More big movies open later next week for the holidays, with American Underdog, based on Kurt Warner going from arena football to the NFL getting previews at Boston Common and Assembly Row Friday and Saturday. - Landmark Theatre Kendall Square continues the Netflix premieres by picking up Maggie Gyllenhaal's first film as a director, The Lost Daughter, featuring Olivia Colman as a woman on vacation at a seaside resort pulled into her own past by encounters with other guests (Jessie Buckley, Dakota Johnson, Ed Harris).
- Nightmare Alley is the main new release at The Coolidge Corner Theatre, but they do holiday counterprogramming with Black Christmas '74 at midnight Friday and Silent Night, Deadly Night at the same time Saturday, plus Die Hard Monday evening. There's also a more conventional kids' show of The Muppet Christmas Carol Saturday and Sunday mornings. They've got an encore 70mm screening of Inherent Vice Saturday afternoon (and Phantom Thread on Wednesday), and figure they might as well use the projector to show Vertigo Tuesday and Thursday nights while Boston Light and Sound has it set up for the big film.

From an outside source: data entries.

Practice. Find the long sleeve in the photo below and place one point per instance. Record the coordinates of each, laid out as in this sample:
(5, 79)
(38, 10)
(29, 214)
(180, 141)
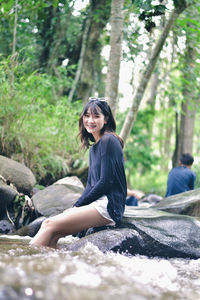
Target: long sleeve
(106, 166)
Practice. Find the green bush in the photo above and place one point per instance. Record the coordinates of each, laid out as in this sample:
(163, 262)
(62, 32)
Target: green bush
(37, 126)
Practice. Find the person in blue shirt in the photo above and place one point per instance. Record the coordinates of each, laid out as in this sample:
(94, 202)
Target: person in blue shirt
(181, 178)
(103, 199)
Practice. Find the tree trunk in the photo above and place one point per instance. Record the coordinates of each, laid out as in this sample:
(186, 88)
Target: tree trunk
(15, 28)
(184, 143)
(62, 23)
(90, 78)
(132, 114)
(116, 35)
(81, 57)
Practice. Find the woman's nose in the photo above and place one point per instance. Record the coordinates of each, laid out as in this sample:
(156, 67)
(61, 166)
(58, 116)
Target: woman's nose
(90, 119)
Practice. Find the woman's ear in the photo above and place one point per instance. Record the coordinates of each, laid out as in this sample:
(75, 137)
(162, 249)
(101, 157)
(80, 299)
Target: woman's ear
(105, 120)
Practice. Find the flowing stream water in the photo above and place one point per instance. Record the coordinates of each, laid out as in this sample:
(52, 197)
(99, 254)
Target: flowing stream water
(41, 273)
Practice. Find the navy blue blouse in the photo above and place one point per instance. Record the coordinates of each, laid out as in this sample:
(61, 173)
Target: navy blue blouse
(106, 176)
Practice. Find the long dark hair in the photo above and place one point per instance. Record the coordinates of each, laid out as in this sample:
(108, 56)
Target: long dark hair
(94, 104)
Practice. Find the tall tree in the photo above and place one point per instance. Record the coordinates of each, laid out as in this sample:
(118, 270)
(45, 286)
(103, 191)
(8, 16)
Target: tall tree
(186, 120)
(116, 35)
(91, 68)
(146, 74)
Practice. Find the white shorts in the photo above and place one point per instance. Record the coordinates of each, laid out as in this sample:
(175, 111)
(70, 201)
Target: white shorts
(101, 206)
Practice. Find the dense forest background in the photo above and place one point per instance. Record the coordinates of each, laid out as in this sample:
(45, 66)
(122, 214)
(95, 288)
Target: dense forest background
(55, 54)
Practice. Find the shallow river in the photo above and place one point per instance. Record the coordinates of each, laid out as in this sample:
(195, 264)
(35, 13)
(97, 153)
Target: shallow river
(34, 273)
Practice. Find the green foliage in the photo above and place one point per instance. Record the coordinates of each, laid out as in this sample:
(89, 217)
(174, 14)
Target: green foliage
(35, 122)
(139, 153)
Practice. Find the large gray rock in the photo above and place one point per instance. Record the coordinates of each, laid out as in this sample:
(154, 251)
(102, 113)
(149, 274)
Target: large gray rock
(18, 174)
(148, 232)
(187, 203)
(7, 195)
(57, 197)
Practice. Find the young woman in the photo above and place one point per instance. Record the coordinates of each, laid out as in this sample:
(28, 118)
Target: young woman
(103, 200)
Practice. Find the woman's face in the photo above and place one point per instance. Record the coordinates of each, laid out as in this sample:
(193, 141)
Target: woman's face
(94, 122)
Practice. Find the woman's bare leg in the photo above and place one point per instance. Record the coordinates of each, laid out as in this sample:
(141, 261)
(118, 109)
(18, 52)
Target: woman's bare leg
(69, 222)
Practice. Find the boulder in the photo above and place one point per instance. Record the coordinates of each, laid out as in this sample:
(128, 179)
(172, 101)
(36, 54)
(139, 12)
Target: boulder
(7, 195)
(18, 174)
(31, 229)
(6, 227)
(147, 232)
(187, 203)
(57, 197)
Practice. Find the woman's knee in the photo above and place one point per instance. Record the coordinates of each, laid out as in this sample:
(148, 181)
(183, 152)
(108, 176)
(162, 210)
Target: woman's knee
(47, 224)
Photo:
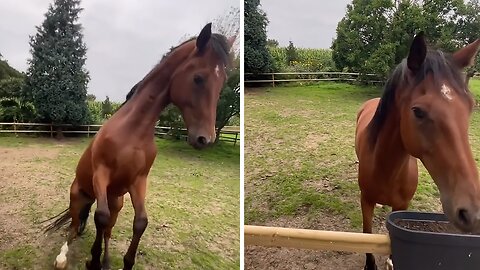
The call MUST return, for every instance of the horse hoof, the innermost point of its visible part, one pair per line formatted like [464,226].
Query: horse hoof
[389,264]
[90,266]
[370,267]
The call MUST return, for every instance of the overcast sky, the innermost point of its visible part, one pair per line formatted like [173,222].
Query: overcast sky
[125,38]
[308,23]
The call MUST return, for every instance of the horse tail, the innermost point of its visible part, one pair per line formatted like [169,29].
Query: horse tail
[58,222]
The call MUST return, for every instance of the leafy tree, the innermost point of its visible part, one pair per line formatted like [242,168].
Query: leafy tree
[292,55]
[14,110]
[257,57]
[56,76]
[375,35]
[12,87]
[407,21]
[94,115]
[360,33]
[272,43]
[91,97]
[469,29]
[107,109]
[229,26]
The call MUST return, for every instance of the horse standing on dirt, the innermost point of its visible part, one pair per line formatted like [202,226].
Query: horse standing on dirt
[120,156]
[424,113]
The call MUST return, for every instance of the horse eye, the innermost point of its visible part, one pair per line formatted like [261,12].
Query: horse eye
[419,113]
[198,79]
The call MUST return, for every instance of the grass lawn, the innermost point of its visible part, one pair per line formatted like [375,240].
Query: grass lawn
[300,157]
[192,203]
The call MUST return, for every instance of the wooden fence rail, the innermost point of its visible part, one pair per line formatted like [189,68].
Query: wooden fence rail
[317,240]
[228,133]
[278,77]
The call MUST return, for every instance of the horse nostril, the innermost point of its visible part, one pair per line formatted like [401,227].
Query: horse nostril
[463,216]
[201,140]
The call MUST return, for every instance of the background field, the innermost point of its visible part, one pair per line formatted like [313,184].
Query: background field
[301,168]
[192,203]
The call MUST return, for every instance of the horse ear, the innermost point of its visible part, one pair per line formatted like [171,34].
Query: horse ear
[204,37]
[465,57]
[418,52]
[231,40]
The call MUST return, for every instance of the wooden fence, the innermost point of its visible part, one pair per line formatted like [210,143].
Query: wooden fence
[316,240]
[282,77]
[228,133]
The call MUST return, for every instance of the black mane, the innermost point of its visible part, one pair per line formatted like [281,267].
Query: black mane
[437,63]
[218,43]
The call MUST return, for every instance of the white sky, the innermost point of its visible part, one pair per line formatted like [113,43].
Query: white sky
[307,23]
[125,38]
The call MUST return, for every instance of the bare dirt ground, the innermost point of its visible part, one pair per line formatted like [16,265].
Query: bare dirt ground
[285,258]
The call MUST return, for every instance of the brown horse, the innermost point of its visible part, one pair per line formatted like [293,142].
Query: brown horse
[424,113]
[120,156]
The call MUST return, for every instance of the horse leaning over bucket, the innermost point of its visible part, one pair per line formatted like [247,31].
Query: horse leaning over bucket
[424,113]
[120,156]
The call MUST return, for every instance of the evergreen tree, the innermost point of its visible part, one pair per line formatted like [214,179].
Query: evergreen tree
[291,53]
[56,76]
[106,108]
[257,56]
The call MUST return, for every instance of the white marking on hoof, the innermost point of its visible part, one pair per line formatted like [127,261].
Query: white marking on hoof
[389,264]
[217,71]
[61,260]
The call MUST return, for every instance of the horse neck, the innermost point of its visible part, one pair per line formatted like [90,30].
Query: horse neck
[153,96]
[389,149]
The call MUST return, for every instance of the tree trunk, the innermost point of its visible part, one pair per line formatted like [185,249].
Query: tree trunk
[59,133]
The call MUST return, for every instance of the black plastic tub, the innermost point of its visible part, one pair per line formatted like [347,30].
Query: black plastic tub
[412,250]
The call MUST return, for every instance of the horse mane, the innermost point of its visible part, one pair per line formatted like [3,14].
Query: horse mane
[437,63]
[217,42]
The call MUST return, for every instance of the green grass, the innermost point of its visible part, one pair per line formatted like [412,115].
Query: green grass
[300,157]
[192,204]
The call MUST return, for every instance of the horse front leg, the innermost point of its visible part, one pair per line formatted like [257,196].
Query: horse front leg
[140,221]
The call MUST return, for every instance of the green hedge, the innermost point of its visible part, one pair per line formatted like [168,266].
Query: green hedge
[308,60]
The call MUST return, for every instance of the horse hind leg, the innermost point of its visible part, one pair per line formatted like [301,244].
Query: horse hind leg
[79,204]
[367,214]
[84,213]
[101,217]
[140,221]
[115,205]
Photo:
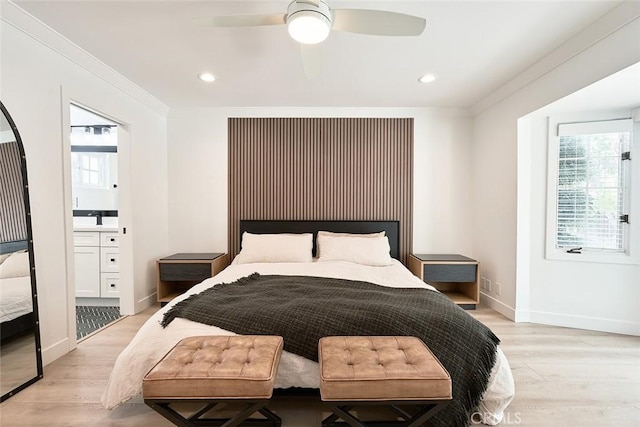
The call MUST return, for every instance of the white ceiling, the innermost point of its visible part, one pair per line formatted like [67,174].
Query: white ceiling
[474,47]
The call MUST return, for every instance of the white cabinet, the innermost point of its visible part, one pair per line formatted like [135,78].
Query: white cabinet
[97,261]
[87,265]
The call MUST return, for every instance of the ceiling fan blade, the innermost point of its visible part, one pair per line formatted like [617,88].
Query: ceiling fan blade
[244,20]
[377,22]
[311,55]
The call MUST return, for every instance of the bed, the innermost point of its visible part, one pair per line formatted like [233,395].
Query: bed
[296,372]
[16,301]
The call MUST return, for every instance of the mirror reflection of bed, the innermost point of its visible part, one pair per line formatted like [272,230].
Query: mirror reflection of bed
[20,361]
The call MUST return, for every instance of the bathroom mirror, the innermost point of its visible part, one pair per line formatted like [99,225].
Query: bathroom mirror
[20,352]
[94,165]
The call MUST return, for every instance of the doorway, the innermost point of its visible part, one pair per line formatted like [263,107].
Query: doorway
[94,203]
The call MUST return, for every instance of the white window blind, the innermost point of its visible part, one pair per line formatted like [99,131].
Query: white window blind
[593,185]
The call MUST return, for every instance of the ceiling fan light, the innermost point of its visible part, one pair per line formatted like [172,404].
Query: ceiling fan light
[428,78]
[308,27]
[207,77]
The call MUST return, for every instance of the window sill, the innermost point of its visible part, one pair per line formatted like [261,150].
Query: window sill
[592,257]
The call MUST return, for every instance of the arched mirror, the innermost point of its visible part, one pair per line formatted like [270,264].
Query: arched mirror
[20,354]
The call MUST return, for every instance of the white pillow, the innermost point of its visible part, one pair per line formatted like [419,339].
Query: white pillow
[17,265]
[361,250]
[331,233]
[275,248]
[4,256]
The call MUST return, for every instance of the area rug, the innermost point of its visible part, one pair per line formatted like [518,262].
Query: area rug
[90,319]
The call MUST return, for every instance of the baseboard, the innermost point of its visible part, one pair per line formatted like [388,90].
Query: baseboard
[146,302]
[585,322]
[55,351]
[499,306]
[98,302]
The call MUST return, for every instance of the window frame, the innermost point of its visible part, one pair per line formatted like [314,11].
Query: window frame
[629,255]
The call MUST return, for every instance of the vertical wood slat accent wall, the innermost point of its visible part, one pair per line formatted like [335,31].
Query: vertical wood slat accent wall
[321,169]
[13,224]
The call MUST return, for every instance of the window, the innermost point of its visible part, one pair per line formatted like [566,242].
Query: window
[89,169]
[589,189]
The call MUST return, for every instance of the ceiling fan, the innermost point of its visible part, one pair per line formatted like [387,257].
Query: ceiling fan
[309,22]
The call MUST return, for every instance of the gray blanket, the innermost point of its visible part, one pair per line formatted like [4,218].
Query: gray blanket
[303,309]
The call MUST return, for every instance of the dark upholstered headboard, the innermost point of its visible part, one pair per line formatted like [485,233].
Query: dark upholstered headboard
[391,229]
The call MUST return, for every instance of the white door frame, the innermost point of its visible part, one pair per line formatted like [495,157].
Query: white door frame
[127,306]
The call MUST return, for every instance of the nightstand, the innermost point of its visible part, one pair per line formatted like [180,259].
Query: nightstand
[179,272]
[454,275]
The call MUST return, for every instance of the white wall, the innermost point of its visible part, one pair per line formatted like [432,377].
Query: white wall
[39,70]
[198,174]
[502,205]
[596,296]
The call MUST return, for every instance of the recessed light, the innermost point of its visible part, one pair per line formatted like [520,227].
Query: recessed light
[207,77]
[427,78]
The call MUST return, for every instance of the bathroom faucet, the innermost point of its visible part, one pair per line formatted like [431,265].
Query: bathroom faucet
[98,216]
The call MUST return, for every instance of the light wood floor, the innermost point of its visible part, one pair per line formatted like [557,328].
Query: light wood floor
[564,377]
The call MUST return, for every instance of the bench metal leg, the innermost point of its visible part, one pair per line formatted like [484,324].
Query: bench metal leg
[163,407]
[426,410]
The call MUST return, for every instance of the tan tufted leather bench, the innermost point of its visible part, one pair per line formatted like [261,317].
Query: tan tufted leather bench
[382,371]
[210,370]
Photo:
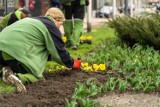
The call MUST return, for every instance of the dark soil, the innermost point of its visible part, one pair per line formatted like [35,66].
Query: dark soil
[51,92]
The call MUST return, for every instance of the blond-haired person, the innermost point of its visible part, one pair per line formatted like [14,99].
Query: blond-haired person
[26,45]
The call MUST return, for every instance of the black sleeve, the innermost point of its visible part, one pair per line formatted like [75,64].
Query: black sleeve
[58,42]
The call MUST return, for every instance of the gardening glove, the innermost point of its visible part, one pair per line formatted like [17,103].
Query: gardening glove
[87,2]
[77,64]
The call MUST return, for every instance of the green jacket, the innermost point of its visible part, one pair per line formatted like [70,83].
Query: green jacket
[10,19]
[31,40]
[68,2]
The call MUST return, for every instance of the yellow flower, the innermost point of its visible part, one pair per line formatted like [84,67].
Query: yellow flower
[88,68]
[102,67]
[64,39]
[89,37]
[95,67]
[81,38]
[50,70]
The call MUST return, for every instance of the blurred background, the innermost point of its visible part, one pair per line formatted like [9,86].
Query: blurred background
[99,8]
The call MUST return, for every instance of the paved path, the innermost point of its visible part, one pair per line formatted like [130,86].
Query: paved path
[94,22]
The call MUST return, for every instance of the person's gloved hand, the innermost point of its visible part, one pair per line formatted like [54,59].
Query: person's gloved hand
[87,2]
[77,64]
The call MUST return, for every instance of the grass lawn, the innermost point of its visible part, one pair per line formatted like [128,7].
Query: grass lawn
[98,34]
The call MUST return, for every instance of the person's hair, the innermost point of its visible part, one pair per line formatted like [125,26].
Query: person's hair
[55,13]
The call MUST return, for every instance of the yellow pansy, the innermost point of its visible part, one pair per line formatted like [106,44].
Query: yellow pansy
[89,37]
[102,67]
[95,67]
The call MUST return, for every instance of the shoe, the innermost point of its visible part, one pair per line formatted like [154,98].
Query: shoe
[10,78]
[74,47]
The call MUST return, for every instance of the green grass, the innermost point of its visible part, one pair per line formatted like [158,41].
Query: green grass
[99,34]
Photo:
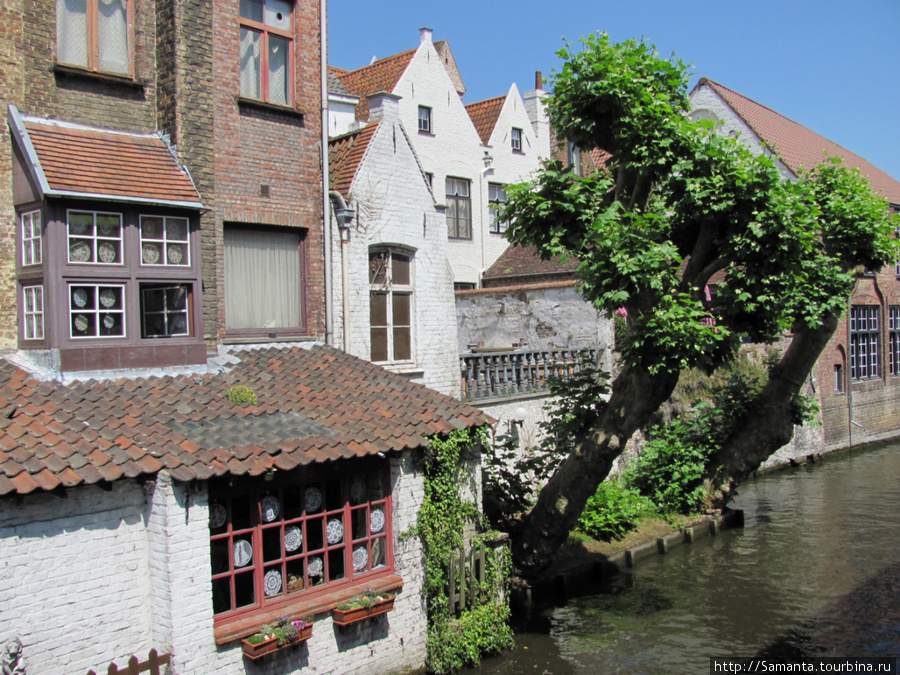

- I was just pondering the other day that Chinese films had shifted from treasure-hunting to military adventure of late, but Schemes in Antiques is solidly in the former category, with Derek Kwok Chi-Kin directing an adventure about a team of experts trying to crack the mysteries around a Buddha head being returned from Japan. It's at Boston Common (albeit only at 2:15 and 9:30).
Apple Fresh Pond opens Pushpa: The Rise Part 1, an action/adventure starring Allu Arjun as a truck driver who gets caught up in red sandalwood smuggling. Based on writer/director Sukumar's previous filmography, I think it's Telugu-language. Chandigarh Kare Aashiqui continues at Fresh Pond and Boston Common.
Fresh Pond also has morning matinees of Mr. Birthday, a kids' movie about a mysterious group that helps kids having lousy birthdays. It's the sort of thing Eric Roberts does these days. - The Capitol Theatre has a single screening of documentary 2020: The Dumpster Fire in their main auditorium Friday night.
- It's the weekend before Christmas, which means The Brattle Theatre has It's a Wonderful Life on 35mm film through Monday, with some shows already sold out. They also project 35mm film for most of the "Let's Hear It for 1984!" [late] shows, which feature Gremlins (Friday), Night of the Comet (Saturday), Purple Rain (Sunday/Monday via DCP), David Lynch's Dune (Tuesday), Old Enough (Wednesday via DCP), Repo Man (Thursday), and Streets of Fire (Thursday). The Weird Wednesday show is French oddity Dial Code Santa Claus
- The West Newton Cinema adds Spider-Man and Nightmare Alley to West Side Story, Encanto, House of Gucci, Belfast, and The French Dispatch. The Lexington Venue splits a screen between Julia and House of Gucci.
- Cinema Salem has Belfast , Dune, Spider-Man and Nightmare Alley through Monday (with open-caption shows for all but Belfast Monday afternoon). Friday's Night Light Screening is Xanadu, and there's a Sunday matinee of The Polar Express.
The Luna Theater has C'mon C'mon on Friday, It's a Wonderful Life all day Saturday & Sunday (the first show on Saturday is a Masked Matinee), and a secret Weirdo Wednesdays show. - For those still not ready to join random people in a room for two hours, theater rentals are available at Kendall Square, The Embassy, West Newton, the Capitol, The Venue, and many of the multiplexes.